Reduced ethane supply in Saudi Arabia causing petrochem feedstock problems

Most efforts by Saudi Arabia to diversify the economy were focused on leveraging cheap gas. However, now this strategy is beginning to fall through. The rapid growth of the economy and population in recent years has led the government to divert greater quantities of ethane to power plants to use as fuel for generating electricity, leading to a reduction in the availability of the gas for petrochemical manufacturers. Ethane avails are tight in Saudi Arabia because of OPEC quotas, and also because as associated gas (a by-product of oil production) supply matures in the Kingdom, it is becoming drier (less ethane content). OPEC has reduced Saudi Arabia's oil-production quota, resulting in the country's output being pegged at around 8.4 mln bpd. However, it needs to be producing 10 mln bpd to provide enough ethane for crackers to run at 100%. The kingdom has ruled out import of gas. The percentage of natural gas in oil fields in Saudi Arabia has been declining steadily. Though efforts are underway to boost natural gas production, a near-term ethane shortage is estimated in the kingdom. Higher development costs point to overestimation of the amount of cheap gas in the kingdom. 50% of all Saudi off-shore platforms are now devoted to gas exploration compared with 20-40% in the past. This can be attributed mainly to the rise in demand for gas from non-petrochemical applications - most significantly electricity. Although the region has 40% of the world's known gas reserves, only Qatar has managed to become a net exporter through judicious use.

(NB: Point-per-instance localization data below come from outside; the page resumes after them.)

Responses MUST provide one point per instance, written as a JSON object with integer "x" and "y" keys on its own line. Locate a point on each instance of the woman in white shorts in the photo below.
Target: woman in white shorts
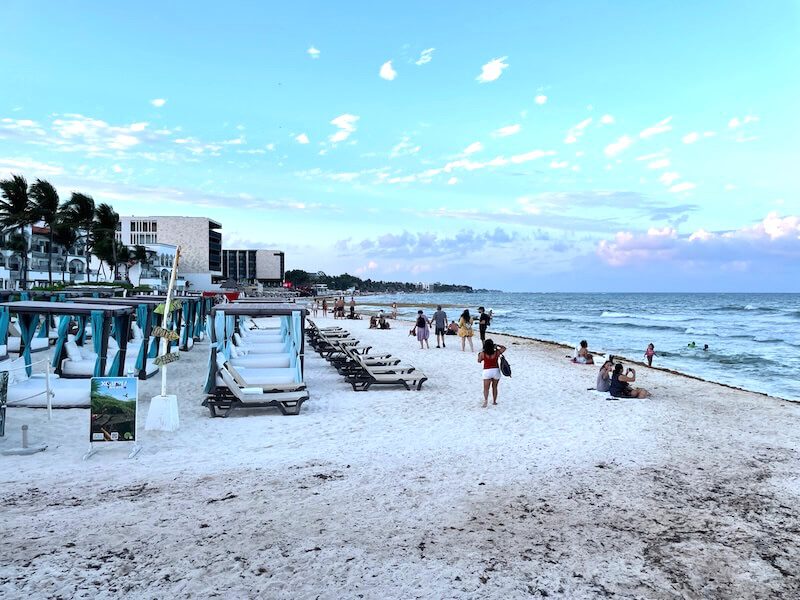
{"x": 490, "y": 358}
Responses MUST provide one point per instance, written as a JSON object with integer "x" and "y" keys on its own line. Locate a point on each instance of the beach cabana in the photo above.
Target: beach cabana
{"x": 224, "y": 322}
{"x": 146, "y": 346}
{"x": 101, "y": 316}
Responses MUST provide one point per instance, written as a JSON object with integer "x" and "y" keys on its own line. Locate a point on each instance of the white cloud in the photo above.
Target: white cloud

In Saudi Arabia, the price of ethane is set far below international prices at 75 cents/mln BTUs, which helped fuel cheap expansion for petrochemical firms. Most Saudi Arabian petrochem producers use ethane because of government subsidies that mark it below market prices, and also at values cheaper than other feedstock such as propane and naphtha. Ethane comprised around 73% of all feedstock used in the kingdom until 2007. Ethane's share is likely to decrease to 65% by 2014 as producers consume more of the widely available but higher priced propane. Since it is a net exporter of naphtha, naphtha crackers should be an alternative for Saudi Arabia to cope with limited gas supplies. However, cracking liquid hydrocarbons, especially naphtha, is not nearly as cost competitive as cracking ethane.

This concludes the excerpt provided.